We reviewed the evidence about the effect of sulodexide on people with venous leg ulcers.
Venous leg ulcers are a common, chronic and recurring wound on people’s legs. Venous leg ulcers are caused by venous disease, particularly in the elderly. Compression therapy (usually using bandages or stockings) is the first choice of treatment for venous leg ulcers. However, compression therapy is not suitable for some people, and some ulcers remain unhealed with compression. Sulodexide (a medicine which reduces blood clotting) has been studied as a treatment for venous leg ulcers. We wanted to find out if there is good evidence for sulodexide improving venous ulcer healing.

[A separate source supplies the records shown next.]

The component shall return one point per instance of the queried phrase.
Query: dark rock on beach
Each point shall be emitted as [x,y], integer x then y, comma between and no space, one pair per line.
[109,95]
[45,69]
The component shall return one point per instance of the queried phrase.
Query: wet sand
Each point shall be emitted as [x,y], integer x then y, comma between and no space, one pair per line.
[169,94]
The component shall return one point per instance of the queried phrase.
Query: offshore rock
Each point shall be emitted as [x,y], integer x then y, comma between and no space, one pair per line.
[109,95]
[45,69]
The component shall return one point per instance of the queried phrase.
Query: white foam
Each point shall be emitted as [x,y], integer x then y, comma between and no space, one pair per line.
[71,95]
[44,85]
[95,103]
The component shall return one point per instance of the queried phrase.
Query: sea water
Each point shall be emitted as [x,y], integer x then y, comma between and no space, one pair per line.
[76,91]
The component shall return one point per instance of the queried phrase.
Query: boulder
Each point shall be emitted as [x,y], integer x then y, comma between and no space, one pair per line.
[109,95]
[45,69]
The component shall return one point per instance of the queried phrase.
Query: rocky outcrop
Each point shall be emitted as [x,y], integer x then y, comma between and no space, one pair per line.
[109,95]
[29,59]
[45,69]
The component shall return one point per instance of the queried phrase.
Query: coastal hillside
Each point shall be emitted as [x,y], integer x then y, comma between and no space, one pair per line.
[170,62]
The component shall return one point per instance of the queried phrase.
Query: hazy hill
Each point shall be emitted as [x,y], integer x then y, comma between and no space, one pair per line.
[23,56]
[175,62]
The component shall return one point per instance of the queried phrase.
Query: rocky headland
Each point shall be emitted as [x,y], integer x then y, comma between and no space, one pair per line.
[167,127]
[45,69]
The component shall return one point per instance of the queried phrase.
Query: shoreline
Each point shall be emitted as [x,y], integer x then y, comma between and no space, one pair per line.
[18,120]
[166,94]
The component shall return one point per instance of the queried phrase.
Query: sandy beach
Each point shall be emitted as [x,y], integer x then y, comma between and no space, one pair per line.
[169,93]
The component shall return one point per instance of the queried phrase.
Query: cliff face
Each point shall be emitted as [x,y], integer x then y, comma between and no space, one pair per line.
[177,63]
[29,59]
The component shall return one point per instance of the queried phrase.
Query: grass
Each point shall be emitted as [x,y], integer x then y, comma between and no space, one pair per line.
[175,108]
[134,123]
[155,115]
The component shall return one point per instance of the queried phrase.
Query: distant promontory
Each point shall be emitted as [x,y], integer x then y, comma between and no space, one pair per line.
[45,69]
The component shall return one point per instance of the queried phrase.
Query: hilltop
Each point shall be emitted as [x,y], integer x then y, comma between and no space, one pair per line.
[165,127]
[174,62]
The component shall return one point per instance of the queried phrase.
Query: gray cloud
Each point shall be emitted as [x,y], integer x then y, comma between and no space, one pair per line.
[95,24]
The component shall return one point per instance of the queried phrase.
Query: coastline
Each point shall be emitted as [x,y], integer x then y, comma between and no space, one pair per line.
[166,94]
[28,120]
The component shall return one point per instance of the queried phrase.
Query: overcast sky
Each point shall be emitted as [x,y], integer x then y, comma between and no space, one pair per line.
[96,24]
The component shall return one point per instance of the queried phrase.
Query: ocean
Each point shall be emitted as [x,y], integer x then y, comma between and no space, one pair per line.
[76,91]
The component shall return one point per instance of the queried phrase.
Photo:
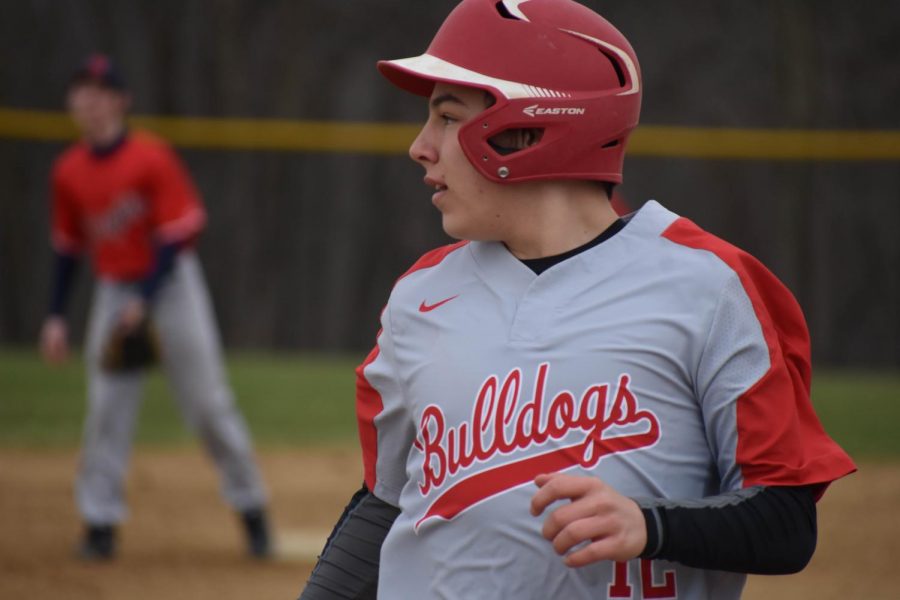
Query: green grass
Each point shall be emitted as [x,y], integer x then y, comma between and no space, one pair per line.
[305,399]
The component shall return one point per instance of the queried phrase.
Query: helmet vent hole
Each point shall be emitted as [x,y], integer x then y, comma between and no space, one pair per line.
[504,12]
[617,67]
[510,141]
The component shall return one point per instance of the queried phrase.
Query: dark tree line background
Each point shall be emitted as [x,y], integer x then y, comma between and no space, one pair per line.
[302,248]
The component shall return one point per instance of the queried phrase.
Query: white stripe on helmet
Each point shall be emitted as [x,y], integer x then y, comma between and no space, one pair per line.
[629,63]
[432,67]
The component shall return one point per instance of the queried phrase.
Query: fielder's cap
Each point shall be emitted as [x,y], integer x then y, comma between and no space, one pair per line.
[101,70]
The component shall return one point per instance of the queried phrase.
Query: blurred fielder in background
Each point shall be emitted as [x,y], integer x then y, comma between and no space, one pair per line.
[568,403]
[125,199]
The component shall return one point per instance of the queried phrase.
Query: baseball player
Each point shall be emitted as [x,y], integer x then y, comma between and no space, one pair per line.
[125,199]
[565,403]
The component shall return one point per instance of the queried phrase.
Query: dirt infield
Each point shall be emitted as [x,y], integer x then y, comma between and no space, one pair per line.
[182,542]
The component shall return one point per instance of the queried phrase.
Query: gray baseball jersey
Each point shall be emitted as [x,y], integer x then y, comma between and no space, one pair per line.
[663,361]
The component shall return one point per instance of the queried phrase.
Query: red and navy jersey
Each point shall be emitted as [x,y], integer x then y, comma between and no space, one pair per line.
[663,361]
[118,206]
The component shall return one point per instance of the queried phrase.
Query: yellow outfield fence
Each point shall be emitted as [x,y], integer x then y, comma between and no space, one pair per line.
[394,138]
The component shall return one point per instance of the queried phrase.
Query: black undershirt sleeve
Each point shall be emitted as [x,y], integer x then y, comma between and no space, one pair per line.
[347,569]
[65,266]
[758,530]
[163,264]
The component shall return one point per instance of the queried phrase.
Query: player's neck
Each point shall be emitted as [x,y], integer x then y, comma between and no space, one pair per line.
[105,135]
[559,219]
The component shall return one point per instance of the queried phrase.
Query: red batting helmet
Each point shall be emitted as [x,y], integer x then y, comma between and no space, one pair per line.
[550,64]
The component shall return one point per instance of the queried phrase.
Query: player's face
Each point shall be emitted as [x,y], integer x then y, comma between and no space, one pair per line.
[97,111]
[472,207]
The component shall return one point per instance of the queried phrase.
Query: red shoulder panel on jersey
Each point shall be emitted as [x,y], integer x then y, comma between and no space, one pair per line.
[433,258]
[780,438]
[368,401]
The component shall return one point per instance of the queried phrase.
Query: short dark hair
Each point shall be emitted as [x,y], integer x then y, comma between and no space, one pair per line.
[100,70]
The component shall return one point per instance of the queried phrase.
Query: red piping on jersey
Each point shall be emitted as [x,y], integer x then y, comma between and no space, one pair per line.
[368,401]
[780,439]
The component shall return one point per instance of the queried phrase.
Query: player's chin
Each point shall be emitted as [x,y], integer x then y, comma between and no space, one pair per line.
[455,228]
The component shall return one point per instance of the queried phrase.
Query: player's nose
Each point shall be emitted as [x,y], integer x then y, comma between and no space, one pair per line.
[422,150]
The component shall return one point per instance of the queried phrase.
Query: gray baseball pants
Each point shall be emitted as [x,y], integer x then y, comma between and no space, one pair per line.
[192,363]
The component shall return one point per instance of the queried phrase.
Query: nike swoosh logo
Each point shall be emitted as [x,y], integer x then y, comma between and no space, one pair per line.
[429,307]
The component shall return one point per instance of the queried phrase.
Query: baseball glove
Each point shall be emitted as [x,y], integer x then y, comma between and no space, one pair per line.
[132,349]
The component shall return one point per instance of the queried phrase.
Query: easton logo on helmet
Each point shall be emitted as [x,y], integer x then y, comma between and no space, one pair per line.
[534,109]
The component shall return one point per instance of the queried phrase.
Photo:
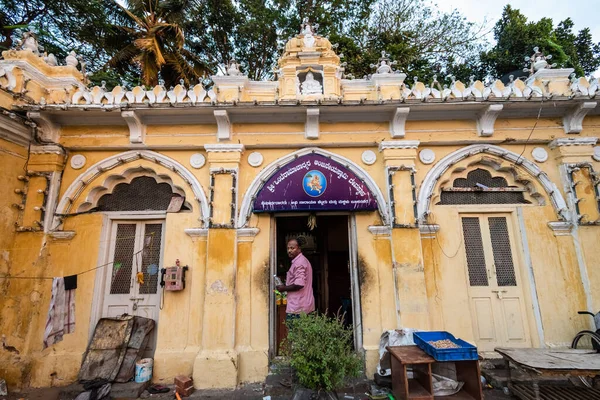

The review includes four studies involving 463 people with venous leg ulcers aged between 42 and 93 years old. The studies compared sulodexide used in combination with local treatment (including wound care and compression therapy) with local treatment alone. The duration of the four studies ranged from one month to three months.
Three studies (438 participants) indicated that sulodexide might help to improve ulcer healing, as the proportion of ulcers that were completely healed was increased from 29.8% with local treatment to 49.4% when the participants also received sulodexide. It is unclear whether sulodexide results in more adverse effects (4.4% with sulodexide versus 3.1% without sulodexide).
Quality of the evidence
The overall quality of evidence for each outcome varied between low and very low, due to risk of bias, and imprecision (that is, for some outcomes, results from only one, small study were available).
This plain language summary is up to date as of 1 July 2015.
Sulodexide may increase the healing of venous ulcers, when used alongside local wound care, however the evidence is only low quality and the conclusion is likely to be affected by new research. It is not clear whether sulodexide is associated with adverse effects. The standard dosage, route and frequency of sulodexide reported in the trials was unclear. Further rigorous, adequately powered RCTs examining the effects of sulodexide on healing, ulcer recurrence, quality of life and costs are necessary.
Venous leg ulcers are common, chronic wounds caused by venous diseases, with a high recurrence rate and heavy disease burden. Compression therapy (bandages or stockings) is the first choice treatment for venous leg ulcers. However, when ulcers remain unhealed, medication can also be used with or without compression therapy. Sulodexide, a highly purified glycosaminoglycan (a naturally occurring molecule) has antithrombotic and profibrinolytic properties (it reduces the formation of blood clots) as well as anti-inflammatory effects. Sulodexide has been studied as a potential treatment for venous leg ulcers.
To assess the efficacy and safety of sulodexide for treating venous leg ulcers.
In July 2015 we searched: The Cochrane Wounds Specialised Register; The Cochrane Central Register of Controlled Trials (CENTRAL) (The Cochrane Library); Ovid MEDLINE; Ovid MEDLINE (In-Process & Other Non-Indexed Citations); Ovid EMBASE; EBSCO CINAHL; Chinese Biomedical Literature Database (CBM); China National Knowledge Infrastructure Database (CNKI); Wan Fang and VIP. We also searched clinical trials registries to identify ongoing studies, as well as references listed in relevant publications. There were no restrictions based on date of publication, language or study setting.
Randomised controlled trials (RCTs) involving people with a diagnosis of venous leg ulcers which compared sulodexide with placebo or any other drug therapy (such as pentoxifylline, flavonoids, aspirin), with or without compression therapy.
We used standard Cochrane methodological procedures. The authors independently selected studies, extracted data and assessed risk of bias. We pooled data to present the risk ratio (RR) with 95% confidence interval (CI), or presented a narrative summary. We assessed overall evidence quality according to the GRADE approach.
We included four RCTs with a total of 463 participants (aged 42 years to 93 years); one report was only available as a published abstract.
Meta-analysis of three RCTs suggests an increase in the proportion of ulcers completely healed with sulodexide as an adjuvant to local treatment (including wound care and compression therapy) compared with local treatment alone (rate of complete healing with sulodexide 49.4% compared with 29.8% with local treatment alone; RR 1.66; 95% CI 1.30 to 2.12). This evidence for sulodexide increasing the rate of complete healing is low quality due to risk of bias. It is unclear whether sulodexide is associated with any increase in adverse events (4.4% with sulodexide versus 3.1% with no sulodexide; RR 1.44; 95% CI 0.48 to 4.34). The evidence for adverse events is very low quality, downgraded twice for risk of bias and once for imprecision.